Hello Readers! If you are a beginner, this post will get you up to speed with NLP. I will share with you my annotations that helped me learn the basics and I still use for quick reference.

Session 1 — Basics of Text Preprocessing

Tokenization

Definition — Breaking sentences into words.

Stopwords

Definition — Removing those words from the sentences which are repetitive and do not contribute much to the understanding of the actual meaning.

Example : I am going to go to his house. Here the word "to" is being repeated twice though it is necessary to make the sentence grammatically right, but not necessary to express the meaning of the sentence , the sentence would still convey the same message without it.

Stemming

Definition — Finding the base of each word in the sentence after step 2 that is after removing stopwords.

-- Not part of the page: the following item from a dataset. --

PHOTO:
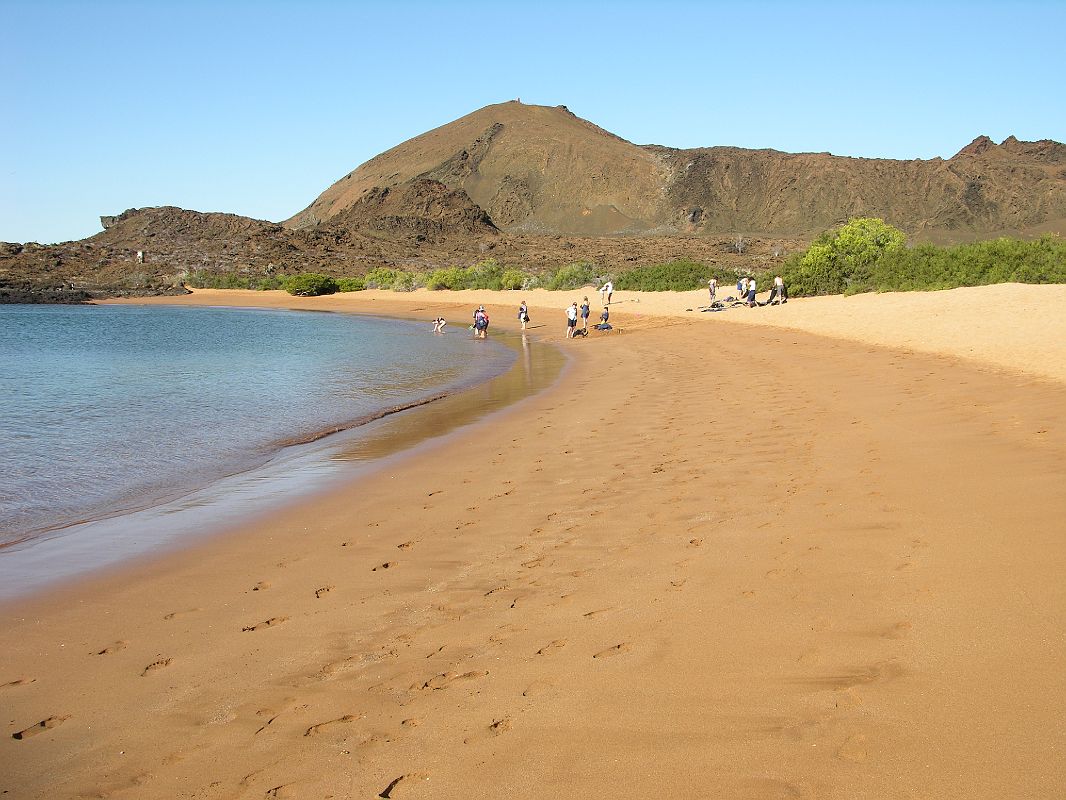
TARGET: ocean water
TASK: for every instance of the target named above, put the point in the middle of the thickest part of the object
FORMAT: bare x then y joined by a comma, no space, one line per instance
109,410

Example : There are two words in the sentence, history, historical . So the base word that is common in all of them is histor, so that becomes the stem or base . At times the base word comes out to be such that it becomes meaningless, this is a disadvantage of Stemming. Like histor is meaningless.

Example 2going, goes are the two words. Base word - go . (Here the base word is meaningful)

Lemmatization

Definition — Same as stemming but it overcomes the problem of stemming that is it creates base words that are meaningful.

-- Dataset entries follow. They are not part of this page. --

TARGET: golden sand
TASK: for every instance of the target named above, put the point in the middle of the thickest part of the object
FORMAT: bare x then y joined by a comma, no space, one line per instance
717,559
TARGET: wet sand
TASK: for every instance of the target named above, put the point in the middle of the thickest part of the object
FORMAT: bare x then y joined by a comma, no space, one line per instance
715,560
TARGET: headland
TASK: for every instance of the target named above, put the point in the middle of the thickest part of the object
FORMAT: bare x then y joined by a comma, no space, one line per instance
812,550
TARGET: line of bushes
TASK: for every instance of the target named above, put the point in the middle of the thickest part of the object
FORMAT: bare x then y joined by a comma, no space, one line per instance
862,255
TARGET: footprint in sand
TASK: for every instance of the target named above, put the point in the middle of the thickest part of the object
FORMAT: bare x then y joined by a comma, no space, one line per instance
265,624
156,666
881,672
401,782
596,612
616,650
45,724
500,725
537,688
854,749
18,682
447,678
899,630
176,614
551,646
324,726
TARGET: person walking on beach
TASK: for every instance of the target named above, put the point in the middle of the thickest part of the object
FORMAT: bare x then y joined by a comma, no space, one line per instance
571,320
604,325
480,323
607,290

ExampleHere historical and history gets converted into base word history.

Only disadvantage is that it is slow.

Uses of Stemming

  • Spam Classification
  • Review Classification

Uses of Lemmatization

  • Text Summarization
  • Language Translation
  • Chatbots

Session 2 — Basics of Text Preprocessing

Say we are doing Sentiment Analysis :

  • Here all this data points D1, D2, D3 taken together forms the corpus, it is like the entire paragraph that includes all sentences.
  • Here each data point D1, D2..so on are all Documents, they are the same as sentences.
  • The number of unique words in the entire corpus is known as the Vocabulary.
  • Collection of all words in the corpus(may not be unique) is known as Words.

One Hot Encoded

Say there is a corpus = [‘man is good’, ‘cat is bad’, ‘dog is good’]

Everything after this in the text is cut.